Car break-ins becoming a problem at trailhead parking lots in Issaquah

Car break-ins have become a major problem at several trailhead parking lots at the Issaquah-Alps. Several viewers have sent photos to KIRO 7 of shattered car windows and items rummaged through.

The King County Sheriff’s Office says that those parking lots are becoming targets, just like those at apartment complexes and other lots. Officials say some of the items targeted in the break-ins were garage door openers and vehicle registrations in order to find addresses.

Jeff Lowder is an avid hiker in the area. He says he started noticing the problem in April when he went to one of the trailheads.

“And I pulled into a parking lot and the car next to me I noticed had a busted-out window,” Lowder said.

He says that since then, he has heard many horror stories.

“A woman pulled up to me and said she arrived right before me and that five of the seven cars in the parking lot had smashed-out windows,” Lowder said.

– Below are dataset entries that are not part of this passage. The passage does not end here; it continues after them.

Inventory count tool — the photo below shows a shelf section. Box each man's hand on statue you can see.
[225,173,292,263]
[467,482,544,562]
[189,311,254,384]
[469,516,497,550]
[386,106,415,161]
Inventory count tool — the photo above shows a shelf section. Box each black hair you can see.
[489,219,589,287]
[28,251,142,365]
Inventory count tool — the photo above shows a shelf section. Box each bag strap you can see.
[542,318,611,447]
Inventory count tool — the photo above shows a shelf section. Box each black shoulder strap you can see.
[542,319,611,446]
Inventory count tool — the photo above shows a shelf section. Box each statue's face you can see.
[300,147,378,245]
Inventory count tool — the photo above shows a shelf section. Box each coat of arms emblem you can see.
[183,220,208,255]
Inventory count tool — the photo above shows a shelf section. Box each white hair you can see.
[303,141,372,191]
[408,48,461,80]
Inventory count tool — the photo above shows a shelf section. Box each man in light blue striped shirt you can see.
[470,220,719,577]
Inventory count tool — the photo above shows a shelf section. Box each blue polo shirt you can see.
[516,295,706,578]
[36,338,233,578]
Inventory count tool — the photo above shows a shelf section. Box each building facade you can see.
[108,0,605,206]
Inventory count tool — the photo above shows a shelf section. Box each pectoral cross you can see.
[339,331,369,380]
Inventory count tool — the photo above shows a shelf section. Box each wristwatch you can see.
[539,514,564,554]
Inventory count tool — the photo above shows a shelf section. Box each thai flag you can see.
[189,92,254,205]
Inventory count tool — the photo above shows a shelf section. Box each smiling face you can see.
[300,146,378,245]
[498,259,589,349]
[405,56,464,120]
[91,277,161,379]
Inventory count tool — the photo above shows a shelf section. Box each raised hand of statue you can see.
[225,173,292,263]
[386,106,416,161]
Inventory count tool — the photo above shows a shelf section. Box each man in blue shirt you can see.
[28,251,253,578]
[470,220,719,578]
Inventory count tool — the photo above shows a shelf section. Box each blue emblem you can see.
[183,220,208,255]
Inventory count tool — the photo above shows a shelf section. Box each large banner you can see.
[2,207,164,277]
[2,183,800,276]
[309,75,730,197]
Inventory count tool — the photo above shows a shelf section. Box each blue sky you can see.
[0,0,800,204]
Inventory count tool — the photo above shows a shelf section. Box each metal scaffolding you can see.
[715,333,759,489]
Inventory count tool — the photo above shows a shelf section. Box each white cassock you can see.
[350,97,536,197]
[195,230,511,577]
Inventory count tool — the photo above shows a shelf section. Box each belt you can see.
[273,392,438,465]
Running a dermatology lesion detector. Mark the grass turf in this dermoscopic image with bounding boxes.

“There was one person at the Mailbox Peak Trailhead who says they got frustrated they couldn’t get into his locked glove compartment, so they set his car on fire,” Lowder said.

It has gotten so bad in recent months, he says several hikers have told him they leave their car windows open and doors unlocked to avoid smashed glass.

“It’s really frustrating because you feel like you have to make a choice between do I want to enjoy the outdoors, the beautiful parks and trails that we have and put my car at risk, or do I not do that,” Lowder said.

Lowder has come up with a four-point security proposal for the trails that he wants to share with law enforcement. He believes there needs to be more signage in the area, more security cameras, more volunteer watch groups, and more crime data collecting to see which areas are hit the hardest. He says he isn’t a victim of a car break-in, but after hearing the stories he has heard, he believes all incidents should be reported.

“Please report it to somebody so that at least the hiking community or law enforcement can know where this is happening. And we can warn people where the greatest risk is,” Lowder said.